By Ali Elborey

Istio Ambient Mesh: Zero-Trust L4 by Default, L7 Only Where It Pays

istioservice-meshkuberneteszero-trustambient-meshmtlssecuritydevops

Teams want service-mesh security and telemetry. But many don’t want the per-pod sidecar cost and operational overhead.

Istio’s ambient mode changes the data plane shape: a per-node ztunnel handles L4, and you add waypoint proxies only for workloads that need L7 features. No sidecars. No per-pod resource overhead. Zero-trust L4 by default.

This is how to roll it out without breaking production.

Why Teams Avoid Service Meshes

Service meshes promise a lot: mTLS, observability, traffic management, policy enforcement.

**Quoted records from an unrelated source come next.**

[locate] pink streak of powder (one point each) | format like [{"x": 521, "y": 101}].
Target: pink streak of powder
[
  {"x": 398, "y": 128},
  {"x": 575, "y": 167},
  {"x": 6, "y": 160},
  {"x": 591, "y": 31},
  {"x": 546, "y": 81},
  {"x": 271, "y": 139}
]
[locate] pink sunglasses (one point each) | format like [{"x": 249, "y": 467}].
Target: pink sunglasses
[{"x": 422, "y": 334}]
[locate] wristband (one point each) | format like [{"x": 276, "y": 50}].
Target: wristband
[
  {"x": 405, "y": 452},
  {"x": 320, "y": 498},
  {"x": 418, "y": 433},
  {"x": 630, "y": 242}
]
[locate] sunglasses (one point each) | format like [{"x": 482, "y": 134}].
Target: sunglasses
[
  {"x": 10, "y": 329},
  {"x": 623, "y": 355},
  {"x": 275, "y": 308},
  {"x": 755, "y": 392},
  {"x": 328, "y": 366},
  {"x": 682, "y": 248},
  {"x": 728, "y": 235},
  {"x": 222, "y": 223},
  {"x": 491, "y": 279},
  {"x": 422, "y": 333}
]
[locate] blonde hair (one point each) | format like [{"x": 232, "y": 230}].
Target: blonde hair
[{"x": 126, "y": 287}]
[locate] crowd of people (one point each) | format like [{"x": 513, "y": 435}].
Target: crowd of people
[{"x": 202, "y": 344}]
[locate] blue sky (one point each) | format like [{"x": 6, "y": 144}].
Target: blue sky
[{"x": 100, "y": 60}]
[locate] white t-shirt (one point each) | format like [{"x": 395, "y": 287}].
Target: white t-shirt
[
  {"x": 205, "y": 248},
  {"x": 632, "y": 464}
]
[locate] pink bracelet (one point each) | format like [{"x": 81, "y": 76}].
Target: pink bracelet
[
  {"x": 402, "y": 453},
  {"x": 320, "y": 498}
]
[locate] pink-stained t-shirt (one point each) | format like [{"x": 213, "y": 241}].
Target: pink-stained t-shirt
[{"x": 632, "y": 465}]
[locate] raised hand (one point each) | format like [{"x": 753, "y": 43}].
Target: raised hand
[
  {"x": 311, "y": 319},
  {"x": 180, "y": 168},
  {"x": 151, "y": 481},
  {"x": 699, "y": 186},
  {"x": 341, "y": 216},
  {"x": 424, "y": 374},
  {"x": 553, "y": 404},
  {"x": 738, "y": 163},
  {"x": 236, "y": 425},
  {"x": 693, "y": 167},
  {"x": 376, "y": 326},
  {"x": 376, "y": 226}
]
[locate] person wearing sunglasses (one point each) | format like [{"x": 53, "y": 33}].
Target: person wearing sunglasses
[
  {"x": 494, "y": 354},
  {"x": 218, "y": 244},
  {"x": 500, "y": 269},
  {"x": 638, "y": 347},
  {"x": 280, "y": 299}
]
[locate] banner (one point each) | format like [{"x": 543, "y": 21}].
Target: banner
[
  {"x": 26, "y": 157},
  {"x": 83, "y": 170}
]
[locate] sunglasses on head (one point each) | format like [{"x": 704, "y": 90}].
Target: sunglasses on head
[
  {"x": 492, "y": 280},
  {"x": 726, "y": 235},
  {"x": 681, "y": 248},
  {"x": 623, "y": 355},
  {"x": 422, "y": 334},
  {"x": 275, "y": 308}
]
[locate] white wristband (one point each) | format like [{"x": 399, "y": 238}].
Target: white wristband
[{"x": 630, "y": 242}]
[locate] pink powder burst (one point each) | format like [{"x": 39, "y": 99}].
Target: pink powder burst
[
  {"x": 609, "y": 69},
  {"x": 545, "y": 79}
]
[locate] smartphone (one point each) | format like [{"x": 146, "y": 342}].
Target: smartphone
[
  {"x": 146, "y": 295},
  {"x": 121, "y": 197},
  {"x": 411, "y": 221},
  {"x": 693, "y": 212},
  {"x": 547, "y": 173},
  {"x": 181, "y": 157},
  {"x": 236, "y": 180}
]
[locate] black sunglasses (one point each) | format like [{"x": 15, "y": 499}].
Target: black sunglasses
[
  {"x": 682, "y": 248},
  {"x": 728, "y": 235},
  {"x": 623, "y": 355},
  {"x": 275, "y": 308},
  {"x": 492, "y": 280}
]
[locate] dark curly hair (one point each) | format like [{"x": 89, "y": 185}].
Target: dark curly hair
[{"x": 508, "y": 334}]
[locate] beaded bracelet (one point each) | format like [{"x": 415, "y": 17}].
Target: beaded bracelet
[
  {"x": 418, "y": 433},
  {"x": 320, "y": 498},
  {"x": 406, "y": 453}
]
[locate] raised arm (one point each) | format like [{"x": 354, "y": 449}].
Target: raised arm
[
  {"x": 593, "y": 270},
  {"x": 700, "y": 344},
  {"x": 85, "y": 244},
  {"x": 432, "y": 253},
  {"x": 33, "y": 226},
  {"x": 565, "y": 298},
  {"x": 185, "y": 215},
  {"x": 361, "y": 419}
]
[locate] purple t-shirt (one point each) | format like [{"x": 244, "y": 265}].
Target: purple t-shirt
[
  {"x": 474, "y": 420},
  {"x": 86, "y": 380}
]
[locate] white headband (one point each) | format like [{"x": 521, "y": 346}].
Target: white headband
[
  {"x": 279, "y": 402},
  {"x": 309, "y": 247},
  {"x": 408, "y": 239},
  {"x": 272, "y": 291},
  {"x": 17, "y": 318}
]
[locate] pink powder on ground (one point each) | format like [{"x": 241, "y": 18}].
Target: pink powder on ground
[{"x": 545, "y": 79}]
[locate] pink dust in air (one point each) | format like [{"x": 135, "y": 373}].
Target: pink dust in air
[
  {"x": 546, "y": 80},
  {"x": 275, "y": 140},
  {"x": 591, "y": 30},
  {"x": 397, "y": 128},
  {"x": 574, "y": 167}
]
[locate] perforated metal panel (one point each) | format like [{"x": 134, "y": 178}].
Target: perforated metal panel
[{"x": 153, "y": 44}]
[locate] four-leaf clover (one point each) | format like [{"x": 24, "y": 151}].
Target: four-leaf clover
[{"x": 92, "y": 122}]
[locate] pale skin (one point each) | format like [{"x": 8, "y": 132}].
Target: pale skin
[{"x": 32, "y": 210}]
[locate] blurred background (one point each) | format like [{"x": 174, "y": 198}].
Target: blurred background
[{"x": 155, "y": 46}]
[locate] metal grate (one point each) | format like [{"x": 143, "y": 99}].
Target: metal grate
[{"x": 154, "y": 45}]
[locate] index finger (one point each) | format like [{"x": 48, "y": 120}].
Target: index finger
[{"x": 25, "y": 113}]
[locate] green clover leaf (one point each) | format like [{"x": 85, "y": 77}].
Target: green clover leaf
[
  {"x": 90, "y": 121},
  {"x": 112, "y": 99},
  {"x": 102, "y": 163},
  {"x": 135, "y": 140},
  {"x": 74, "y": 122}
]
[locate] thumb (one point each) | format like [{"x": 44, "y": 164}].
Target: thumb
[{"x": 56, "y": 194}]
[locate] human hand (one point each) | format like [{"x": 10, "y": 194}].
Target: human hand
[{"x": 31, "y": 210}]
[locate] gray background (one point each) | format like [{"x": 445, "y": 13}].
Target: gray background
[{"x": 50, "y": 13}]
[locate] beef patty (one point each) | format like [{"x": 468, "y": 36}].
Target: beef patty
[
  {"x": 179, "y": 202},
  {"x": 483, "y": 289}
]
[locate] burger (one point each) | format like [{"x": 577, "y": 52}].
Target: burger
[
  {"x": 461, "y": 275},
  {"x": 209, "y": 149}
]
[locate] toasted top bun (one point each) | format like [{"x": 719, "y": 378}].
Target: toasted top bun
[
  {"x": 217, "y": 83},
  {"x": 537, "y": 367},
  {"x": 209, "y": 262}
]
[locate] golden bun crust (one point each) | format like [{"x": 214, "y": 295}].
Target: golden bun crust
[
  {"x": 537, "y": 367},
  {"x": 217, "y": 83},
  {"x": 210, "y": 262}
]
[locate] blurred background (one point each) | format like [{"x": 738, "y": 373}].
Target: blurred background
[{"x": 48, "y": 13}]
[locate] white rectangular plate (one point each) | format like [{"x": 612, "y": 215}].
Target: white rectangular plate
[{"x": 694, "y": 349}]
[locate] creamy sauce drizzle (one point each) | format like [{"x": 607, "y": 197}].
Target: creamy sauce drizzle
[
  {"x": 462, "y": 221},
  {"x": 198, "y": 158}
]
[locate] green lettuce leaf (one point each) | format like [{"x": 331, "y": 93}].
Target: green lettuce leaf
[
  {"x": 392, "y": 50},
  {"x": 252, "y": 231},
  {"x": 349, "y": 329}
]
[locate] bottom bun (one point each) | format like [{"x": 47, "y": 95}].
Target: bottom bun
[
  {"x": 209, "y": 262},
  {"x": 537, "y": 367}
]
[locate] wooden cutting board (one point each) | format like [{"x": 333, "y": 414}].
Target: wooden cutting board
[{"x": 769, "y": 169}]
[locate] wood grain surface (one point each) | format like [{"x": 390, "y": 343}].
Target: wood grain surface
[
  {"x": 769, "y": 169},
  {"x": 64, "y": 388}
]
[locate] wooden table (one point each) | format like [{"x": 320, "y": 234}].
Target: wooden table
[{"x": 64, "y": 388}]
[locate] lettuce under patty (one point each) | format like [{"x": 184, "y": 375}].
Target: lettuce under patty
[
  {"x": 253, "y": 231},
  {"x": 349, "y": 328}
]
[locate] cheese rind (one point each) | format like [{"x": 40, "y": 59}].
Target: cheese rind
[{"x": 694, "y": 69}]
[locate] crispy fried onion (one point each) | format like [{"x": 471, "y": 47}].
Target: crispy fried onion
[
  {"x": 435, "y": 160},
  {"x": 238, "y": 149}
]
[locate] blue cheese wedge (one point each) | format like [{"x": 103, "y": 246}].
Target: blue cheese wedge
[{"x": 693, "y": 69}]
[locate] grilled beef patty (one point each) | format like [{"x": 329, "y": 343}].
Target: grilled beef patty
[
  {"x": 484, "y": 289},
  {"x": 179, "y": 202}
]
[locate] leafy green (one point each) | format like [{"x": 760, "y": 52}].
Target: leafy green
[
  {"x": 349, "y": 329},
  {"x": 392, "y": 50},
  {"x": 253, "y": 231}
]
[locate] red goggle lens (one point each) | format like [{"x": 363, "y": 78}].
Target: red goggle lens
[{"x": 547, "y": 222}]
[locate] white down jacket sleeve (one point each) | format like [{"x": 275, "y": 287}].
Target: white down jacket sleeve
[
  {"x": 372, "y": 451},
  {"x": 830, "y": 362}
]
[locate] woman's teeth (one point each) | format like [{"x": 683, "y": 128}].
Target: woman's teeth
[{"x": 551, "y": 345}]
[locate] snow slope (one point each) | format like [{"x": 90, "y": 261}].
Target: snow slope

But the sidecar model has real costs.

Resource Overhead

Every pod gets a sidecar. In a cluster with 1000 pods, that’s 1000 Envoy proxies. Each one consumes CPU and memory. A typical Envoy sidecar uses 50-100MB RAM and 0.1-0.5 CPU cores. At scale, that’s significant.

A 1000-pod cluster with sidecars might need:

  • 50-100GB additional RAM
  • 100-500 CPU cores
  • Higher node counts to accommodate the overhead

The math adds up fast.

Operational Complexity

Sidecars add debugging complexity. When traffic breaks, you’re debugging two proxies: the client sidecar and the server sidecar. Logs are split. Metrics are split. Tracing spans cross multiple components.

App teams also push back. They don’t want to manage sidecar configuration. They don’t want sidecar restarts affecting their pods. They don’t want to debug proxy issues.

Deployment Friction

Sidecars require pod restarts. You can’t add a sidecar to a running pod. To enable the mesh, you need to restart every workload. That’s disruptive.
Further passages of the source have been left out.